Revolutionising Healthcare with Trustworthy and Responsible AI Integration
The integration of Artificial Intelligence in healthcare is transforming the industry, offering advancements in diagnostics, treatment personalization, and patient care. However, the deployment of AI comes with critical responsibilities. It is important to ensure that AI is used ethically and transparently, as it directly impacts patient outcomes and trust in medical systems.
Responsible AI in healthcare means prioritizing fairness, accuracy, and inclusivity, ensuring that technology benefits all patients equitably. To make this happen, a new consortium of healthcare leaders was launched at HIMMS: The Trustworthy & Responsible AI Network (TRAIN). This is a leading initiative to democratize access to high-quality data and AI tools and operationalize responsible AI through technology-based guardrails. It was launched in the U.S. in March 2024 and was extended to Europe in June 2024.
TRAIN was created to improve the quality and trustworthiness of AI. For example, a hospital that builds an AI model and trains it on a set of patients may realize that there is a small part of the population that is ethnically or demographically different. How to ensure that this AI model behaves in a trusted and fair way for that segment of the population? There is a need to ask some other hospital or some other region that has more of this demographic to validate the AI model. So, to do this responsibly, there is a need for a network of data custodians, healthcare providers that could validate the model.

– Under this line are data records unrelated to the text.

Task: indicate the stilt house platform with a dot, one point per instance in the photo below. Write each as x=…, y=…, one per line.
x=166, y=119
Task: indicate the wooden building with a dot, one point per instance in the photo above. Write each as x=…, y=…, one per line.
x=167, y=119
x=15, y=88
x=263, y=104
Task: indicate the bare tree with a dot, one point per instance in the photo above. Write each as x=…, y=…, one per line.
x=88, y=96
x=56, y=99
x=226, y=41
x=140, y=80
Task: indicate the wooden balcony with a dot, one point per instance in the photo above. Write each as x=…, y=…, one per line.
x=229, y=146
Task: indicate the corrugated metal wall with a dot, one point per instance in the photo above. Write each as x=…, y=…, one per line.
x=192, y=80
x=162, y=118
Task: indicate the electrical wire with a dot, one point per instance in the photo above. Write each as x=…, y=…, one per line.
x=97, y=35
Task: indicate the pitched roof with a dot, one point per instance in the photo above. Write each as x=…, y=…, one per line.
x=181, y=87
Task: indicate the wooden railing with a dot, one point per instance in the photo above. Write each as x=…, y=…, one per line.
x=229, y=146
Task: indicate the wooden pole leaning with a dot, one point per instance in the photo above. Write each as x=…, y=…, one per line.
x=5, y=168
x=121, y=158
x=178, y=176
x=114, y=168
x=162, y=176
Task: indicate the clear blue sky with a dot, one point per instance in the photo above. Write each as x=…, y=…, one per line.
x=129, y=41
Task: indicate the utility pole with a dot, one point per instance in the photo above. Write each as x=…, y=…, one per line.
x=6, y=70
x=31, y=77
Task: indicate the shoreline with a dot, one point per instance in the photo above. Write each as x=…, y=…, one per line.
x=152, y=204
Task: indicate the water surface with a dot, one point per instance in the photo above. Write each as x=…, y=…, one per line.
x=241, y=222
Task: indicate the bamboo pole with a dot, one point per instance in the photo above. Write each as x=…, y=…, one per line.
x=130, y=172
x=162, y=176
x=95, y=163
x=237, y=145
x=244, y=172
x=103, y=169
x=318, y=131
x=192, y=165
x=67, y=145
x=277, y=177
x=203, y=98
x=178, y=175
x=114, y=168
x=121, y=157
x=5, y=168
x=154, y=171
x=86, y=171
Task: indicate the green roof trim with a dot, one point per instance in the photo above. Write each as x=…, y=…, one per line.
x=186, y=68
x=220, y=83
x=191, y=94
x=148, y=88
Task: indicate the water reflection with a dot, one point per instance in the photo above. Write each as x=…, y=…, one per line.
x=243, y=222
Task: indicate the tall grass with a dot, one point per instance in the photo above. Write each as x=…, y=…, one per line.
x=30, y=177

Another example: a provider could claim to have an AI model that works well for a patient group. How to ensure that these claims on the value of their model are legitimate? There could be several issues for why such a model may not work, such as the data that is coming into the model being low quality, the model has not been trained on a certain type of data or there was a need for a specific process to be done in the hospital, prior to using the model. The registration of models and ensuring that they are behaving ethically and transparently when they are implemented is a challenge. TRAIN aims to provide support for this kind of situation with a set of validated AI models.
TRAIN’s work also saves hospitals the effort of implementing AI tools by providing standardized digital components. This streamlines collaborations too, because it allows hospitals to do federated learning, share best practices, and suggests a common way to measure outcomes.

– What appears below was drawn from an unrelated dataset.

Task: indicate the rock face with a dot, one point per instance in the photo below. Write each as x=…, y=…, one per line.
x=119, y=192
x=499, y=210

The initiative formally launched at the HLTH Europe 2024 conference in June in Amsterdam. At launch, six hospitals from Italy, Spain, the Netherlands, Sweden, and Finland announced their membership. Unlike the U.S., Europe has many networks of hospitals already collaborating on healthcare projects. TRAIN, in Europe, aims to take advantage of these existing networks and provide advanced technologies to enhance collaborative research and innovation. So, TRAIN could act as an accelerator for healthcare providers and businesses, by being the technology initiative that helps to build and scale innovation.
Work is underway to define specifics around European TRAIN’s operations, but we are excited to see it growing and evolving to address the diverse and complex needs of the healthcare sector, ensuring that AI models are robust, fair, and accessible to all hospitals.